Representative Matt Shea was a leader in the Patriot Movement defying federal authority in Nevada, Idaho and Oregon in 2014, 2015 and 2016, according to a report by the private Rampart Group commissioned by the Washington state House of Representatives and released on Thursday.
One of those actions involved a 41-day standoff at an Oregon wildlife refuge that resulted in one death, the report said.
“Representative Shea participated in an act of domestic terrorism against the United States by his actions before and during the armed takeover and standoff at the Malheur National Wildlife Refuge,” the report said, using a definition under U.S. law.
The Republican House leadership immediately called for Shea’s resignation and suspended him from the party caucus. The chief clerk of the House referred the matter to the FBI and U.S. attorney’s office, J.T. Wilcox, the Republican leader in the House, said in a statement.
“He should resign,” Wilcox said separately on Twitter.
Shea, who has been a member of the House since 2009, vowed to remain in his post, comparing the effort to oust him to the impeachment of President Donald Trump.

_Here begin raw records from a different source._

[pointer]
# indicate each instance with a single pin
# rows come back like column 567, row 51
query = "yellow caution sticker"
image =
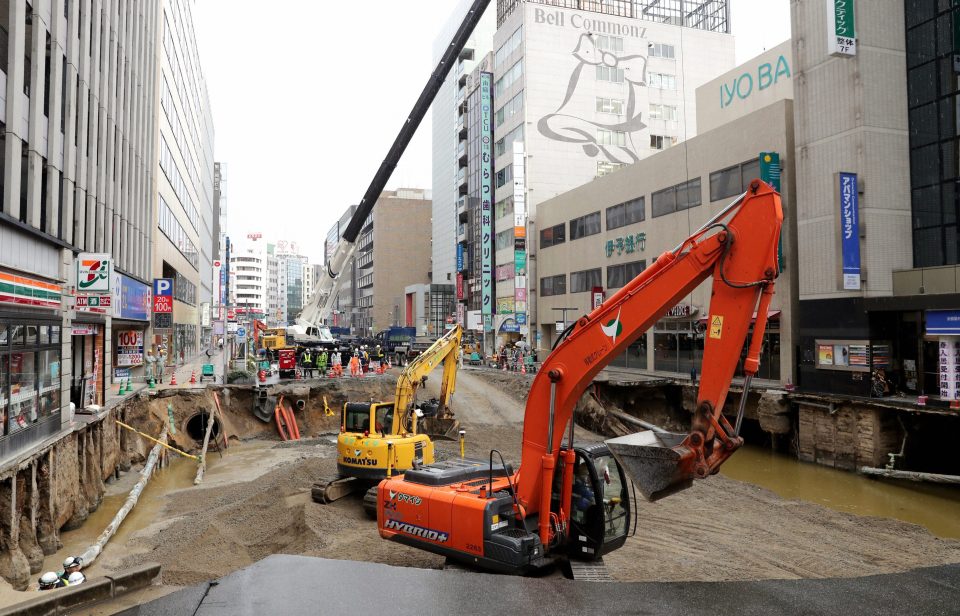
column 716, row 327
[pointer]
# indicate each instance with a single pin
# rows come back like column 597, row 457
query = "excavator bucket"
column 654, row 461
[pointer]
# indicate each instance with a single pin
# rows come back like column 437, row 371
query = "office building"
column 250, row 283
column 183, row 241
column 78, row 137
column 449, row 137
column 594, row 239
column 582, row 90
column 392, row 254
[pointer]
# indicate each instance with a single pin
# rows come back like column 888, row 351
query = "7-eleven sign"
column 93, row 272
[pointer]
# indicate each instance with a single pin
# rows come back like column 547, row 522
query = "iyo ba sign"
column 743, row 86
column 841, row 28
column 849, row 230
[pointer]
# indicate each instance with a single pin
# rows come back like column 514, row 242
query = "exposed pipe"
column 91, row 553
column 910, row 475
column 202, row 466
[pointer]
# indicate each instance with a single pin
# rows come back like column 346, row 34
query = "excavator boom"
column 492, row 517
column 437, row 419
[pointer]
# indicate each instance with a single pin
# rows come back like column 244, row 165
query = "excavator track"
column 370, row 503
column 326, row 491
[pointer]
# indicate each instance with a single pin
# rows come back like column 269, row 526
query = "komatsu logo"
column 405, row 498
column 416, row 531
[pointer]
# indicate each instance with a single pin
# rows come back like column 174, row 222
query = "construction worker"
column 306, row 362
column 322, row 363
column 70, row 565
column 50, row 580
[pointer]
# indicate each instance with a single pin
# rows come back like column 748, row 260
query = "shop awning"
column 772, row 315
column 943, row 322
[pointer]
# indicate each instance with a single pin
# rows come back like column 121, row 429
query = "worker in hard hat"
column 50, row 580
column 71, row 564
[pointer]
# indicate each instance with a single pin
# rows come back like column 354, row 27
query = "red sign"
column 598, row 297
column 94, row 301
column 162, row 304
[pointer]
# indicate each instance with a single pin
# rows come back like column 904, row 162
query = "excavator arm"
column 443, row 350
column 738, row 248
column 490, row 516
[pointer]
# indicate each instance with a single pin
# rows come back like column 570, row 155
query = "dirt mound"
column 219, row 530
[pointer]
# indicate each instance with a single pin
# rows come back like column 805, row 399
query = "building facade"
column 183, row 239
column 448, row 119
column 596, row 238
column 250, row 284
column 876, row 198
column 580, row 92
column 85, row 114
column 392, row 254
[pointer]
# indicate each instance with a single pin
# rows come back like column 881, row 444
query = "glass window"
column 625, row 213
column 584, row 226
column 619, row 275
column 663, row 202
column 725, row 183
column 553, row 285
column 23, row 391
column 553, row 236
column 585, row 280
column 49, row 381
column 688, row 194
column 749, row 171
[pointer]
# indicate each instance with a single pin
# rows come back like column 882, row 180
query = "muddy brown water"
column 935, row 507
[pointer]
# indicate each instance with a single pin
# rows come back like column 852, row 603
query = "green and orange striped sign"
column 28, row 292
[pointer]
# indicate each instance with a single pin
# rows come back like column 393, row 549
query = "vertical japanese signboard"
column 841, row 29
column 849, row 230
column 770, row 171
column 949, row 367
column 519, row 234
column 486, row 200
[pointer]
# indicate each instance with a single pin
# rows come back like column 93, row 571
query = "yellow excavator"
column 380, row 439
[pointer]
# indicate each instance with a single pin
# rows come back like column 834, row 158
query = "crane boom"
column 315, row 313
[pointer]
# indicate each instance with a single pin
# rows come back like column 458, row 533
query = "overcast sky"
column 308, row 97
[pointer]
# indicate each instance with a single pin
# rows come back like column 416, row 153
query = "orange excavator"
column 572, row 501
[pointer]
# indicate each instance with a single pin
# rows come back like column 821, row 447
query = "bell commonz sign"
column 841, row 28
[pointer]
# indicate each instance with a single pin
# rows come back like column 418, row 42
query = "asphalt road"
column 292, row 585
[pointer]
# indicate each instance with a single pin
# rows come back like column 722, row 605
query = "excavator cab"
column 600, row 503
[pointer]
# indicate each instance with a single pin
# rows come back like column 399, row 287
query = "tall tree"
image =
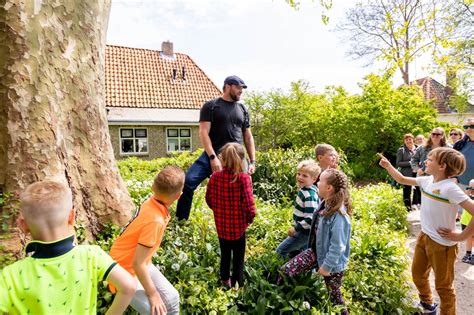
column 393, row 31
column 52, row 107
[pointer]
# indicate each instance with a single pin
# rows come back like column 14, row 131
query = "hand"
column 216, row 165
column 450, row 234
column 323, row 272
column 291, row 232
column 157, row 307
column 383, row 161
column 251, row 169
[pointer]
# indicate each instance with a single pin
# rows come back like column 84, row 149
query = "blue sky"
column 265, row 42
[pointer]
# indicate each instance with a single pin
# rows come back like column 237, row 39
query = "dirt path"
column 464, row 280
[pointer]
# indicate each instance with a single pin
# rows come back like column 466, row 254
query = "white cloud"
column 265, row 41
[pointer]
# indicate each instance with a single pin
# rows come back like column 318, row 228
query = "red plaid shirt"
column 231, row 202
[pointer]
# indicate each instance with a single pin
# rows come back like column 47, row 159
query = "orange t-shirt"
column 146, row 228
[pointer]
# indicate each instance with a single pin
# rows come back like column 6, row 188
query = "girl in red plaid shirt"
column 229, row 195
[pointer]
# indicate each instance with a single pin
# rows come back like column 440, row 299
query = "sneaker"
column 471, row 260
column 226, row 284
column 426, row 308
column 467, row 258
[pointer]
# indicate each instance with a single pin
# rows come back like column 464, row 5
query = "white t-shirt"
column 439, row 204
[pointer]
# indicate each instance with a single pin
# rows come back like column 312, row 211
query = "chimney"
column 167, row 49
column 450, row 87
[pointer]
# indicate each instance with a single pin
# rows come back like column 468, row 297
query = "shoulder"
column 13, row 270
column 210, row 104
column 242, row 106
column 342, row 218
column 424, row 180
column 89, row 250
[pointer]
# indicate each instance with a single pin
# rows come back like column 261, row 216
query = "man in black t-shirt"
column 221, row 121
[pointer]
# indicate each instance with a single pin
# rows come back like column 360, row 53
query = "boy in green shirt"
column 59, row 277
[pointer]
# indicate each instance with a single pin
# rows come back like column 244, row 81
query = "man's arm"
column 396, row 174
column 204, row 128
column 157, row 306
column 250, row 146
column 125, row 285
column 468, row 231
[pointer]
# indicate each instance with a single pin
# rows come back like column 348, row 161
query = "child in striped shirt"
column 306, row 203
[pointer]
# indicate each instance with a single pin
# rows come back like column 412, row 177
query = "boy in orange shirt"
column 141, row 238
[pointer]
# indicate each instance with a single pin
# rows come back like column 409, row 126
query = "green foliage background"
column 358, row 125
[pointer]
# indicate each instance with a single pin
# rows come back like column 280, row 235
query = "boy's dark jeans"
column 234, row 250
column 199, row 171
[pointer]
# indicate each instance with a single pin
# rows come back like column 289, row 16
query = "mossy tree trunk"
column 52, row 105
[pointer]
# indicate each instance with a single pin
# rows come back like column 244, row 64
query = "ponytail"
column 232, row 156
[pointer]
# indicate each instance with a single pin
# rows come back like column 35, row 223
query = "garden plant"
column 377, row 280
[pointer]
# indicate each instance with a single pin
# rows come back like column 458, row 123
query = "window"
column 133, row 141
column 178, row 139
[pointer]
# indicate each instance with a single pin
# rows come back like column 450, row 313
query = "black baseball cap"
column 235, row 80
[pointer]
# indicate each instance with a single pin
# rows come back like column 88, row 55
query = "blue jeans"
column 293, row 243
column 199, row 171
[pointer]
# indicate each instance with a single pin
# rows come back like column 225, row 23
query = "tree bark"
column 52, row 107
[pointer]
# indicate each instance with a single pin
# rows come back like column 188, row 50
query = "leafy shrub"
column 275, row 176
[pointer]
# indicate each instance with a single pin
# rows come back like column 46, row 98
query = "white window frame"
column 179, row 137
column 134, row 138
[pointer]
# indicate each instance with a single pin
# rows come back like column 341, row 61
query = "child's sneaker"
column 426, row 308
column 467, row 258
column 471, row 260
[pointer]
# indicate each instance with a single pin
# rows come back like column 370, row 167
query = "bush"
column 375, row 282
column 359, row 125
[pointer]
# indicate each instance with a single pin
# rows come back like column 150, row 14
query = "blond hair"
column 442, row 141
column 232, row 156
column 454, row 160
column 341, row 196
column 168, row 181
column 46, row 203
column 322, row 149
column 309, row 166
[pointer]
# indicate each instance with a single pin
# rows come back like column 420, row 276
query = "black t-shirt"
column 228, row 121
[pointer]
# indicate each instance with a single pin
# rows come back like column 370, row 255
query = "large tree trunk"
column 52, row 108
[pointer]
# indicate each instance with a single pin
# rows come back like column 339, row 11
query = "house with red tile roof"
column 153, row 100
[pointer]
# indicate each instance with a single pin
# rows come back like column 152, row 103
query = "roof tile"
column 142, row 78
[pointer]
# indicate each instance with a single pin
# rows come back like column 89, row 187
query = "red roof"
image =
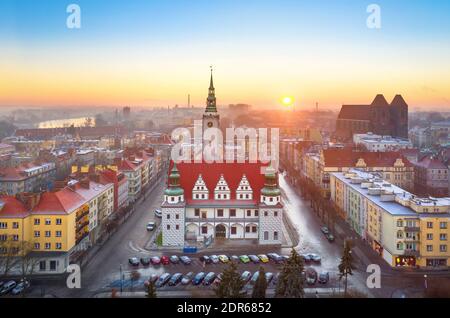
column 63, row 201
column 431, row 163
column 232, row 173
column 349, row 158
column 12, row 207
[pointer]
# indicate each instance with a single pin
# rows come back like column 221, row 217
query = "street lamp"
column 121, row 279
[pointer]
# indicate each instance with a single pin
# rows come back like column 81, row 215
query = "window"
column 53, row 265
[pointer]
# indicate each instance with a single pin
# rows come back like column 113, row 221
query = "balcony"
column 222, row 220
column 414, row 229
column 414, row 253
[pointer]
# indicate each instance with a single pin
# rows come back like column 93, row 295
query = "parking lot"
column 197, row 265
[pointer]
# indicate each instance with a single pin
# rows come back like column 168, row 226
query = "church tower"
column 211, row 117
column 271, row 210
column 173, row 211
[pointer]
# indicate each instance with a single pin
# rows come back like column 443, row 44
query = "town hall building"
column 228, row 201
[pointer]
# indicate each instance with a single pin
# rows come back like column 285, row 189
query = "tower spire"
column 211, row 106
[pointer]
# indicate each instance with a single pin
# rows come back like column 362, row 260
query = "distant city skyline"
column 155, row 53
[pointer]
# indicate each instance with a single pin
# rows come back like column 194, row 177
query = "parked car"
column 165, row 260
column 254, row 259
column 185, row 260
column 224, row 259
column 246, row 276
column 214, row 259
column 310, row 276
column 275, row 257
column 145, row 261
column 263, row 258
column 197, row 280
column 324, row 277
column 175, row 279
column 325, row 230
column 174, row 259
column 254, row 278
column 153, row 278
column 151, row 226
column 330, row 237
column 209, row 278
column 315, row 258
column 244, row 259
column 162, row 280
column 205, row 259
column 218, row 279
column 134, row 261
column 269, row 277
column 187, row 278
column 7, row 287
column 155, row 260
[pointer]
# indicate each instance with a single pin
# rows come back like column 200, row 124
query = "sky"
column 156, row 52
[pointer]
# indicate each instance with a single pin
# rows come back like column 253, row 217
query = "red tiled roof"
column 349, row 158
column 431, row 163
column 232, row 173
column 12, row 207
column 61, row 202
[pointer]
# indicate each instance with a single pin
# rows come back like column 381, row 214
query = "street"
column 103, row 273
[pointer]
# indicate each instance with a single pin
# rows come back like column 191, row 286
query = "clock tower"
column 211, row 118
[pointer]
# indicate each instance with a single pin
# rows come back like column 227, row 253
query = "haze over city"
column 155, row 53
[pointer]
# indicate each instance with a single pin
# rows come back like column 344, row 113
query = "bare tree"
column 8, row 255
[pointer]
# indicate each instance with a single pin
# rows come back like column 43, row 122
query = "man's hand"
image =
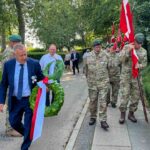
column 131, row 46
column 1, row 107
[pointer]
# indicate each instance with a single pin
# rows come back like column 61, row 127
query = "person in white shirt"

“I will not back down, I will not give in, I will not resign,” Shea said on Facebook. “Stand strong fellow Patriots.”
The militia movement expresses deep mistrust of the federal authority and disdains the regulation of firearms.
In 2014, Shea participated in an armed standoff in Nevada, led by rancher Cliven Bundy, who insisted on the right to let his cattle graze on federal lands without paying fees, the report said.
In 2015, the report said, Shea engaged in another conflict in Idaho in support of a military veteran who defied a lawful order to surrender his weapons.
In 2016, Shea helped plan another uprising by Ammon Bundy, the son of Cliven Bundy, who took over a national wildlife refuge in Oregon for 41 days, causing great stress on local communities, the report said.
“There are scars and wounds left by the threats and intimidation that were so prevalent during this time that they may never heal,” Craig LaFollette, the former mayor of Burns, Oregon, said in an email.
The report cited other instances of Shea’s condoning violence, intimidating political opponents and promoting militia training to confront law-enforcement agencies.